Pierce Brosnan credited as playing...
Julian Noble
- Julian Noble: The margaritas always taste better in Mexico.
- Danny Wright: They certainly do.
- Julian Noble: Margaritas and cock.
- Julian Noble: [after flirting with some Mexican schoolgirls] I hate these Catholic countries. All blushy-blushy no sucky-fucky.
- [trying to convince Danny to help him on a hit]
- Julian Noble: Come on! It'll be a good time!
- Danny Wright: Oh, so now killing people is a good time?
- Julian Noble: ...Can be.
- Julian Noble: I need a break. There's no retirement home for assassins is there? Archery at four. Riflery at five.

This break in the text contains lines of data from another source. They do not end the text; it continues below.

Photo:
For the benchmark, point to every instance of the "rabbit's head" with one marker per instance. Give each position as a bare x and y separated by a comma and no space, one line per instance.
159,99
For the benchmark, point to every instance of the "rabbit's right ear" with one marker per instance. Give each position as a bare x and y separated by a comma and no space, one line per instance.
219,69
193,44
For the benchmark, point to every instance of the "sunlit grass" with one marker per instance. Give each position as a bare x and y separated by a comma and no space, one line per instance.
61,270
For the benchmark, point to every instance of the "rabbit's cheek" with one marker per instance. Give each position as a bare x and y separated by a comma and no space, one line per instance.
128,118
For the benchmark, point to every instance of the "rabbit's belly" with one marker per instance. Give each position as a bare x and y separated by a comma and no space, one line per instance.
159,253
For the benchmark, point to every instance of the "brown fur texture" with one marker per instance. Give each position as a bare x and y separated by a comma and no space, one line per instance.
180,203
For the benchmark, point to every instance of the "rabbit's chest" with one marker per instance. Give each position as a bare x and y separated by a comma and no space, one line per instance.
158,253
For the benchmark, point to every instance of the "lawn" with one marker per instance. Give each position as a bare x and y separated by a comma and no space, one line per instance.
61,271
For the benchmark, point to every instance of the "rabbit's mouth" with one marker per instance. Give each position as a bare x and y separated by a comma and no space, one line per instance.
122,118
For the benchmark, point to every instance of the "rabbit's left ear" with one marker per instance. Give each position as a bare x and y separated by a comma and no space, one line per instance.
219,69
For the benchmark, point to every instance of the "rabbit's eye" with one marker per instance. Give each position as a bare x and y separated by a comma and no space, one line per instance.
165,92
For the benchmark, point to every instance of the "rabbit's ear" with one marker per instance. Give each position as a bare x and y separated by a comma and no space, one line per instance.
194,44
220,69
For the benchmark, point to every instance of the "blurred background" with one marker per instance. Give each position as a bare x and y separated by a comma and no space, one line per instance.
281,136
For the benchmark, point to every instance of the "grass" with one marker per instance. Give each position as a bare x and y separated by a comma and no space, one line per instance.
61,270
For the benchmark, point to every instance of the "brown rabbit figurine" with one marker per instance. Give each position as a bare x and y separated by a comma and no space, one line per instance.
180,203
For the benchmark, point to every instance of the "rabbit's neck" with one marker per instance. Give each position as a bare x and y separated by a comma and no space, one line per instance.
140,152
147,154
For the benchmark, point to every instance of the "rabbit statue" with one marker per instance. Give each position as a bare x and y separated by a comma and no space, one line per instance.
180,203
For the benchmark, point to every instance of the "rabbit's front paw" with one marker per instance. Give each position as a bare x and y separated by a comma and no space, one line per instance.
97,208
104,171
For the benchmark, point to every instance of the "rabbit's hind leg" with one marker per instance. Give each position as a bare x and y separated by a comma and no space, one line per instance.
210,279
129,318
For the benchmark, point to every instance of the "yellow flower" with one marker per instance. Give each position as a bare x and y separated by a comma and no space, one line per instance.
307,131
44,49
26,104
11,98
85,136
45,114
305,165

- Julian Noble: Yeah, whatever, goodbye, scoodoodle!
- Ten Year Old Boy: See you, would'nt wanna be you.
- Julian Noble: Smell ya, shouldn't have to tell ya.
- Danny Wright: [discussing possible escape routes] That door over there, if it weren't locked.
- Julian Noble: A Vietnamese girl I once knew had her legs so locked together I couldn't get a whiff of her spring roll. Two drinks, half a quaalude later, I was at an all you can eat buffet. Every lock can be broken. It's just a matter of will and whether it's worth it.
- Mr. Randy: Did you study the assignment?
- Julian Noble: No, I shredded it. Then I humped the bellboy on the room service cart.
- Mr. Randy: Goddamn it, Julian, you leave the game, even for a while, I don't know if they'll gonna let you back in. And then what the hell are you gonna do? Waste your days picking up illiterate teenagers for suck-and-fuck sessions behind the Old Navy store?
- Julian Noble: Sounds delightful to me.
- Julian Noble: Now, escape routes.
- Danny Wright: Escape routes?
- Julian Noble: Well you don't want to get caught right?
- Danny Wright: Oh, right.
- Julian Noble: Don't get caught. It sucks.
- Genevive: Mr. Noble, how are you today?
- Julian Noble: More importantly, how are you...
- [looks at nametag]
- Julian Noble: ...Genevive?
- Julian Noble: An assassin without confidence is a horrible thing to behold. It's like a relief pitcher who fumbles the ball.
- Danny Wright: Please tell me you know you mixed two sports in a metaphor.
- Julian Noble: Huh? Yeah, I can't do that.